So sah eine Neujahrskarte 1914 aus: Der Absender wünscht dem Adressaten anscheinend viel Geld. Über die Bedeutung der Zahl 1981 am linken unteren Rand kann auch Heimatforscher Günter Potthoff keine Auskunft geben. Die Karte stammt laut Poststempel aus dem Jahr 1914. - © Günter Potthoffs Privatarchiv
So sah eine Neujahrskarte 1914 aus: Der Absender wünscht dem Adressaten anscheinend viel Geld. Über die Bedeutung der Zahl 1981 am linken unteren Rand kann auch Heimatforscher Günter Potthoff keine Auskunft geben. Die Karte stammt laut Poststempel aus dem Jahr 1914. | © Günter Potthoffs Privatarchiv

Schloß Holte-Stukenbrock Neujahrsgrüße von der Front 1914

Soldaten bedanken sich im Ersten Weltkrieg für Liebesgaben

Sigurd Gringel
Schloß Holte-Stukenbrock. Siegesgewiss zogen die deutschen Soldaten im August 1914 in den Krieg. Doch schon im Herbst folgte die Ernüchterung. Der Vormarsch stand still, der Grabenkrieg begann. Weihnachten und Neujahr daheim bei der Familie - daraus wurde nichts.

Um die Soldaten bei Laune zu halten, wurden die Daheimgebliebenen aufgefordert, Hilfspakete an die Front zu schicken. Liebesgaben wurden diese Pakete genannt. Der Aufruf kam zum Beispiel über Plakate mit dem Text: "Weihnachten im Feld - Spendet Liebesgaben für unsere Krieger."

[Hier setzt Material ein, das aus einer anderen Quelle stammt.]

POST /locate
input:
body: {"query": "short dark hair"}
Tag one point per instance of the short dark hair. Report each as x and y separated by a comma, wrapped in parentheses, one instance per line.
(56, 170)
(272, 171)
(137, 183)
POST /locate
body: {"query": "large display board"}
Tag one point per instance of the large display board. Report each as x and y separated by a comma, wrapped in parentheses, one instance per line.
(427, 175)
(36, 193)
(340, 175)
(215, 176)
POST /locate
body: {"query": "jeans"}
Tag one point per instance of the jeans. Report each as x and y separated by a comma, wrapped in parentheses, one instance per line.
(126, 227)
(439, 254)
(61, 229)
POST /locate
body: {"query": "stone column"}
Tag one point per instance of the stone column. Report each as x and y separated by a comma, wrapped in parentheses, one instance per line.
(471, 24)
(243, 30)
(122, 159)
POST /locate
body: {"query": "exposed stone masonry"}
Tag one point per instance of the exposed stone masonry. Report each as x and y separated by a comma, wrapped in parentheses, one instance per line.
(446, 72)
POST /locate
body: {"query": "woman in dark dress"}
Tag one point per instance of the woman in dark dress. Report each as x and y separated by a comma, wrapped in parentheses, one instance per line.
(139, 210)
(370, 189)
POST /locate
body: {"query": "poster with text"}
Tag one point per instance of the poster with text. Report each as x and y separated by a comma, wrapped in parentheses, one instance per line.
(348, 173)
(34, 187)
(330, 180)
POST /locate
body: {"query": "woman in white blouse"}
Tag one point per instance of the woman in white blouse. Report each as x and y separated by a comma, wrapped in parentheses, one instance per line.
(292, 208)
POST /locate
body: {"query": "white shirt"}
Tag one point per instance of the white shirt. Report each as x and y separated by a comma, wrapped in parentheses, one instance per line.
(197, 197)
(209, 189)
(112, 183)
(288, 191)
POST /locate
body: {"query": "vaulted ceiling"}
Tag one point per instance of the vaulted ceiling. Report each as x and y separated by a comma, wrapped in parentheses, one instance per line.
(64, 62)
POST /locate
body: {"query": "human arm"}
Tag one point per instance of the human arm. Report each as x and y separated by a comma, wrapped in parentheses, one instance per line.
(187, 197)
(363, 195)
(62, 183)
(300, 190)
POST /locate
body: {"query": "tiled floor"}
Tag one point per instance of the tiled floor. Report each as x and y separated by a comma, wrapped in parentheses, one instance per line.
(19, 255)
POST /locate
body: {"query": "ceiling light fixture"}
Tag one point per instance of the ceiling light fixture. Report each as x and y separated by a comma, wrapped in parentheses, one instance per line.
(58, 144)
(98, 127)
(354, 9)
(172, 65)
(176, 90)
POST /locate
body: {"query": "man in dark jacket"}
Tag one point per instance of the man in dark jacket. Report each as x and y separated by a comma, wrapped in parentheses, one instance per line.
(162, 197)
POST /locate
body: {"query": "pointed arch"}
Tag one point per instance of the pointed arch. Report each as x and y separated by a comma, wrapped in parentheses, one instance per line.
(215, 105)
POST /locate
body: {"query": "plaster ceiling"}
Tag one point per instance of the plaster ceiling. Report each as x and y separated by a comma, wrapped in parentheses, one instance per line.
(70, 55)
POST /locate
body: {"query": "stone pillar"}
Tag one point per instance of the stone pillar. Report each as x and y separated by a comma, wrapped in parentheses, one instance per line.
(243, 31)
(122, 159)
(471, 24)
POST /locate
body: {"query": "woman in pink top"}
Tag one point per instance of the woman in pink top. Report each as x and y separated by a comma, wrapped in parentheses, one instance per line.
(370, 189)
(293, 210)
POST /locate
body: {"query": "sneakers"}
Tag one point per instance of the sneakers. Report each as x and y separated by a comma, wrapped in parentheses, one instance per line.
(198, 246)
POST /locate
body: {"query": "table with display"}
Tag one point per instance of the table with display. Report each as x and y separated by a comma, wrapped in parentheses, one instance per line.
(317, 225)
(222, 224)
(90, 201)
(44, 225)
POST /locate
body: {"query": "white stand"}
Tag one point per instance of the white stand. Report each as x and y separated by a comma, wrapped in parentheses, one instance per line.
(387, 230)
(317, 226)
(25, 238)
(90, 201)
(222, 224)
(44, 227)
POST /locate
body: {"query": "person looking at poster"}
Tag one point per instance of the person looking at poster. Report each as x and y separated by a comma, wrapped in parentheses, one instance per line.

In die Pakete packten die Menschen in erster Linie Lebensmittel, aber auch Kleidung. Sie gingen direkt an die Verwandten und Freunde an der Front - sofern die Sender wussten, wo die Soldaten waren. Aber es gab auch Liebesgaben für Unbekannte. Die Versendung übernahmen in der Regel Hilfsorganisationen.

Auch die Menschen in den Dörfern, die heute Schloß Holte-Stukenbrock bilden, haben Liebespakete geschnürt. Der Heimatforscher Günter Potthoff kann das anhand von Feldpostbriefen belegen, die in seinem Besitz sind. Die Soldaten senden oft Weihnachts- und Neujahrsgrüße und bedanken sich gleichzeitig für die erhaltenen Pakete.

So zum Beispiel Heinrich Nepke. Er schreibt Ende Dezember 1914 aus Lodz (Polen) an die Gaststätte Dresselhaus in Schloß Holte: "Tausend Dank für das große Weihnachtspaket und die Weihnachtskarte." Er teilt mit, dass er und seine Kameraden die Feldbahnstation Lubien in Betrieb genommen haben. "Das Christkind hat es gut gemeint. So wissen wir nun, wo wir uns nach Dienstschluss hinlegen können."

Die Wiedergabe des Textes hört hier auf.